Estimant que lui et son personnel n'ont fait «que leur travail», l'hôtelier se dit néanmoins heureux de voir qu'aucun de ses employés n'a pris ses jambes à son cou. «Quand on est témoin d'un événement comme ça, on doit agir. Disons qu'on ne s'attendait pas à avoir une journée comme ça quand nous sommes arrivés au travail», a dit le directeur général, en remerciant le ciel que ses employés et ses clients soient tous sains et saufs.

À midi, soit à peine trois heures après l'attentat, tout était rentré dans l'ordre dans l'hôtel, et des psychologues se chargeaient de faire le suivi avec les témoins de la tragédie.

L'Union européenne visée

Le quartier européen est cependant touché au coeur. Selon une restauratrice jointe par La Presse, il fait peu de doute qu'en visant la station de métro Maelbeek, c'est à l'Europe unie que s'en prenaient les terroristes. Près du métro, on retrouve l'édifice principal de la Commission européenne, ainsi qu'une myriade d'institutions liées à l'Union européenne. «Nous sommes visés. L'Union européenne est visée», a dit à La Presse hier matin Dobra Keisi, jointe dans le restaurant italien de sa famille, Il Buongustaio, situé à moins de 250 mètres du métro.

Jean Quatremer, journaliste de Libération à Bruxelles, partage ce point de vue. Le reporter croit même que les terroristes visaient la station Schuman, principale station du quartier européen, tout récemment rénovée. «Mais selon des témoins à qui j'ai parlé, les autorités avaient fermé la station après l'attentat de l'aéroport. Ça aurait été un symbole très fort de se faire exploser à Schuman», a dit M. Quatremer, en notant que la station Maelbeek est la deuxième station en importance du quartier européen.

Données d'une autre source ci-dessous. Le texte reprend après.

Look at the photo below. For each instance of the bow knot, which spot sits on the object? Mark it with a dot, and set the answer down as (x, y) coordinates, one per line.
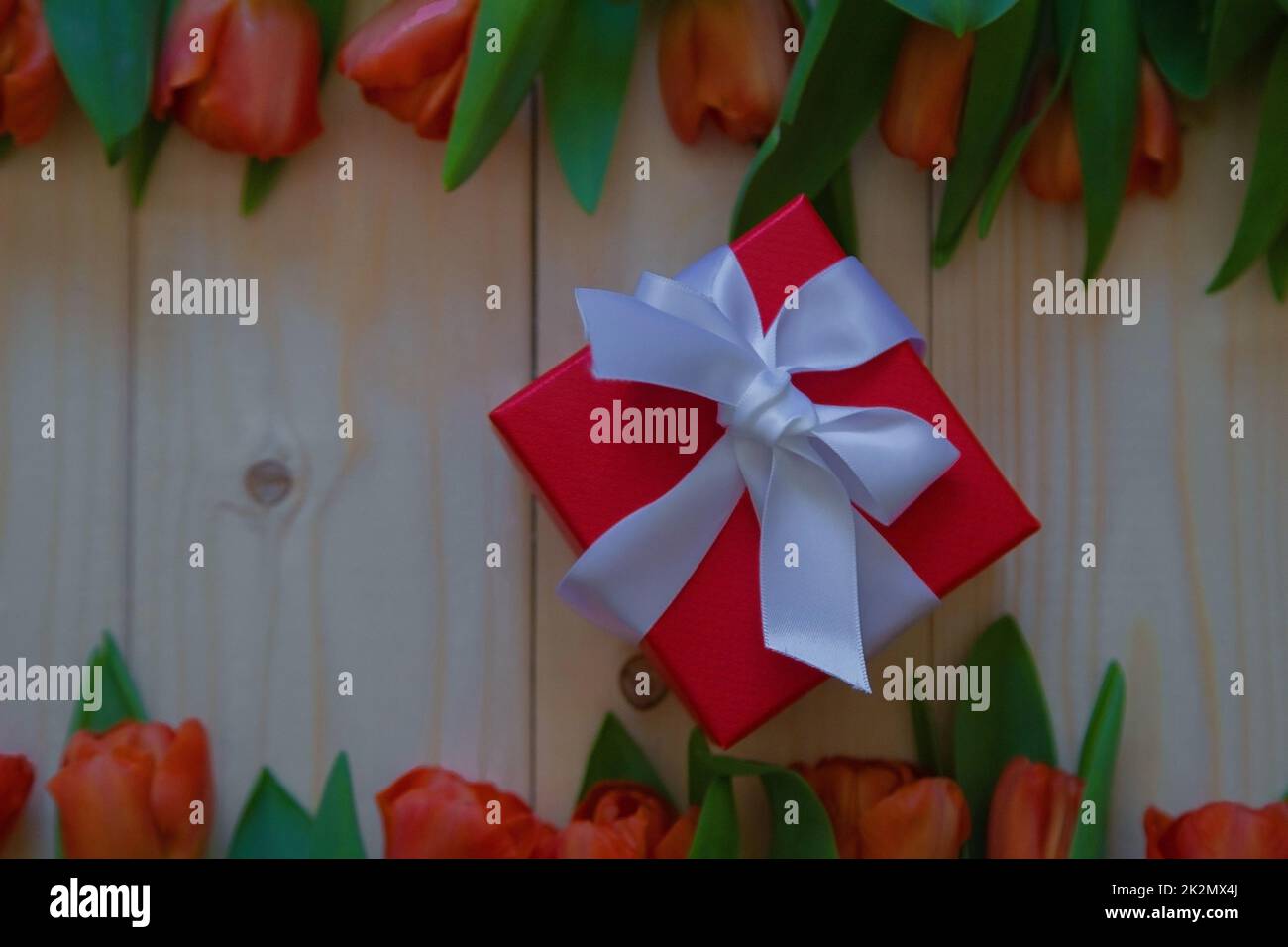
(771, 408)
(803, 464)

Hier, cette partie de la ville, habituellement grouillante de fonctionnaires et de politiciens européens, a été désertée. En matinée, la Commission européenne a demandé à ses employés de rester chez eux ou de se terrer dans leurs bureaux. En après-midi, alors que la vie reprenait lentement son cours, les drapeaux bleus et étoilés ont tous été mis en berne.

Un quartier sécurisé

Depuis les attentats de Paris en novembre dernier, qui ont mené à d'importantes chasses à l'homme à Bruxelles, notamment dans le quartier Molenbeek, la ville était sur les dents. Dans le quartier européen, des militaires étaient campés devant les grandes institutions, selon des témoins.

Vendredi dernier, quand des membres présumés du groupe État islamique ont été arrêtés à Bruxelles, de nombreux résidants de la ville ont poussé un soupir de soulagement. Salah Abdeslam - recherché pour son rôle dans les attentats de Paris - était parmi eux. «On pensait qu'après son arrestation, ça allait se calmer à Bruxelles, a affirmé Mme Keisi. C'était une farce.»